Wer das Festival nicht live erleben kann, hat am 15. Juli um 21:00 Uhr die Gelegenheit, die Konzertmitschnitte auf WDR 3 zu hören.
Sonderausstellung: „Alle Räder stehen still, und dann?“
Begleitend zu Musik und Klangkunst zeigt das LWL-Industriemuseum die Sonderausstellung „Alle Räder stehen still, und dann? – Ein Museum im Aufbau“, die die Entwicklung und Zukunft der Zeche Nachtigall beleuchtet. Die Ausstellung ist während der Konzerte geöffnet und wird erst Ende Mai wieder zu sehen sein.
Fazit: Ein Pflichttermin für Fans Neuer Musik
Mit seiner einzigartigen Verbindung von zeitgenössischer Musik, experimenteller Klangkunst und industrieller Geschichte verspricht die 31. Ausgabe der Wittener Tage für neue Kammermusik ein außergewöhnliches Festivalerlebnis.

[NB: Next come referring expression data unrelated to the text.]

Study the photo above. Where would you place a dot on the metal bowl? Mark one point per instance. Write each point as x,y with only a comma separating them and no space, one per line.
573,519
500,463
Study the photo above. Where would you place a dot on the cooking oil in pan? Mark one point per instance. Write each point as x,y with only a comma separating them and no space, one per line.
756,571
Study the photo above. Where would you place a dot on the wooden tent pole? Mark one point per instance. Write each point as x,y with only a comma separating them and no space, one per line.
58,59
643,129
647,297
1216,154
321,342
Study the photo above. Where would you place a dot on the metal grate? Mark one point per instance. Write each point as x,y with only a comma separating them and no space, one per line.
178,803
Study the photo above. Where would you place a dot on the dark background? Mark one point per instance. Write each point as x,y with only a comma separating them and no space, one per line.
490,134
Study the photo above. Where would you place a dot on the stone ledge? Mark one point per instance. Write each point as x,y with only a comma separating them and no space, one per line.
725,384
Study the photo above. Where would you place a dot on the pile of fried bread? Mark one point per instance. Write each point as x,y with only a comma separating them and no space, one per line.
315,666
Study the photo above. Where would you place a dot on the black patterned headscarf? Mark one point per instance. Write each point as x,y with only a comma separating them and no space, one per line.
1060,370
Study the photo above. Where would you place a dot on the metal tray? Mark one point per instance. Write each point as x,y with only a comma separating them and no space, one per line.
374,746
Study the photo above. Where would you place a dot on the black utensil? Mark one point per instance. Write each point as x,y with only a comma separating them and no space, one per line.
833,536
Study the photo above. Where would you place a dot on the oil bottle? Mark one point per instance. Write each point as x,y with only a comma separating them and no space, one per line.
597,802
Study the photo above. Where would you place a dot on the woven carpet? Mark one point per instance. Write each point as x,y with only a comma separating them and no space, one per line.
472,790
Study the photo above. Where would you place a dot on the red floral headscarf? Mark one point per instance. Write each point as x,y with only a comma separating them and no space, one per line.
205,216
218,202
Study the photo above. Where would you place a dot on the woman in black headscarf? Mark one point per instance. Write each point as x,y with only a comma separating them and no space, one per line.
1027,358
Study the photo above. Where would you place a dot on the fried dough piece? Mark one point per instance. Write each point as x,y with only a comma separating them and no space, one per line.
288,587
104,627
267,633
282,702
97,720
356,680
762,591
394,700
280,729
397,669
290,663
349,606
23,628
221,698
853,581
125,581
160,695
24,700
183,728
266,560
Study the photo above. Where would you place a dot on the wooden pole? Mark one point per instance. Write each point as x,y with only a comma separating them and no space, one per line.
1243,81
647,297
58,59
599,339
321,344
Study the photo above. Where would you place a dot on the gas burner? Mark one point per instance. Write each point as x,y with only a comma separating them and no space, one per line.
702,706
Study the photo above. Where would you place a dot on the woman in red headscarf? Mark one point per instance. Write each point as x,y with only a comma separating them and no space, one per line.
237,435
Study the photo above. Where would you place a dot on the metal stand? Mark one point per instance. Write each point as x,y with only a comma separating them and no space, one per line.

Wer innovative Klangerlebnisse sucht und neugierig auf neue Formen musikalischer Ausdruckskraft ist, sollte sich dieses Wochenende im LWL-Industriemuseum Zeche Nachtigall nicht entgehen lassen.
Tipp: Frühzeitig Tickets sichern – die Konzerte des Festivals sind regelmäßig ausverkauft und gelten in der internationalen Musikszene als Hotspot für neue Kammermusik.